Open samholmes opened 1 month ago

samholmes commented 1 month ago

Into

Firstly, I'd like to say thank you to all involved in putting together this proposal to move a signals spec and standard forward. It's really exciting!

I've been working with signals in concept for over 4 years starting with a proof-of-concept library IronJS (https://ironjs.org). Now, we have many implementations and takes on signals each with unique capabilities and trade-offs.

I've recently been exploring minimalism for a signals API with the project called Flash (https://github.com/flash-js/core). It's take on signals is to consider them as just functions which can react to other functions.

It has "static signals", which hold cached value in memory, and it has computed signals. These are common semantics which other implementations have, and they appear to be included in the proposal.

Proposal

The one new, yet very powerful semantic, is the concept of what is being dubbed a "reducer signal". It is a computed signal, which references the previous value from the compute function. By referencing it's previous value, it requires memory and therefore makes it like a static signal in this respect. The ability for a signal to reference itself can enable a host of applications because it gives a computed signal a standard way to manage it's own life-cycle and state. With reducer signals, the ability to reduce any signal over time is trivial when it would other wise require multiple signals/hacks to accomplish. This additional API of self-reference is minimal for the gains it imposes.

I'll provide some examples of its use and applications for consideration in this proposal. Unless I have missed something in the spec, this is not yet included in the proposal.

Reducer API

const reducerSignal = on((prev = own(default)) => {
  return prev + dependency();
})

This signal reference it's previous value using own(). This function returns undefined or the default argument on the first invocation of the signal compute function. The following invocations of the compute function will result in the previous value of the prior compute function invocations. This self-reference is the defining characteristic of a reducer function and hence a reducer signal. A signal can reduce to a value over-time. This introduces a life-cycle (time factor) to the signal beyond just the momentary state declaration of a signal. The purpose of this design is to isolate such a time-based signal in an API that remains declarative and easy to reason about; otherwise, the complexity of such a thing can easily lead to more error-prone variants to achieve the same goal.

Life-Cycle Management

In this example, we illustrate how a self-reference can be leveraged for explicit life-cycle management/hooks.

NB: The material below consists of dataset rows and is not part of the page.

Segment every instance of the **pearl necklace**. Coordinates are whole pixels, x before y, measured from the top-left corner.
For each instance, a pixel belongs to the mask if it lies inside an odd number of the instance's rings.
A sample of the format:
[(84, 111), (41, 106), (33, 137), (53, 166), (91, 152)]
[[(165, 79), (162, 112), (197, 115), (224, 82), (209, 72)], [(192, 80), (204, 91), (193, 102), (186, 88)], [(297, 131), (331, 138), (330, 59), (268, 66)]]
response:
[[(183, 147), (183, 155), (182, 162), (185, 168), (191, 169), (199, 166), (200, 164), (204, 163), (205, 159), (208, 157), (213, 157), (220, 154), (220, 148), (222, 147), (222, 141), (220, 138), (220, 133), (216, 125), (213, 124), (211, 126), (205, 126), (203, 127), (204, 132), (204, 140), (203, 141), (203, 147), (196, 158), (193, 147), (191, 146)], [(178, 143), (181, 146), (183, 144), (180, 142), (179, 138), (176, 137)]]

const signal = on((cleanup = own(() => {})) => {
  cleanup()
  const id = setInterval(() => { ... } )
  return () => clearInterval(id)
})

This example illustrates how cleanup functions similar to the life-cycle event in React's useEffect could trivially be implemented. This implementation could be abstracted into a utility for convenience. It is not limited to a single life-cycle event because it can be extended with further complexity when the application requires it.

Control Flow

const batch = on((acc = own([])) => {
  if (acc.length === size - 1) {
    return [...acc, op()] // new batch of size
  }
  if (acc.length >= size) {
    // Start new batch using old batch reference
    acc.splice(0, acc.length, op()) 
  }
  // Return current batch
  return acc
})

const render = on(() => {
  paintEffect(batch())
})

In this example, we have a reducer of operations op() that are accumulated in acc for batch signal. Only when the batch reaches a length of size - 1 do we create a new array reference of length size operations and return it as the new value for batch. This triggers target signals downstream to re-compute over batch. Otherwise, we build on the current accumulator within the compute function for batch, resetting the size for a new batch until we reach a the size - 1 condition again to broadcast the new batch.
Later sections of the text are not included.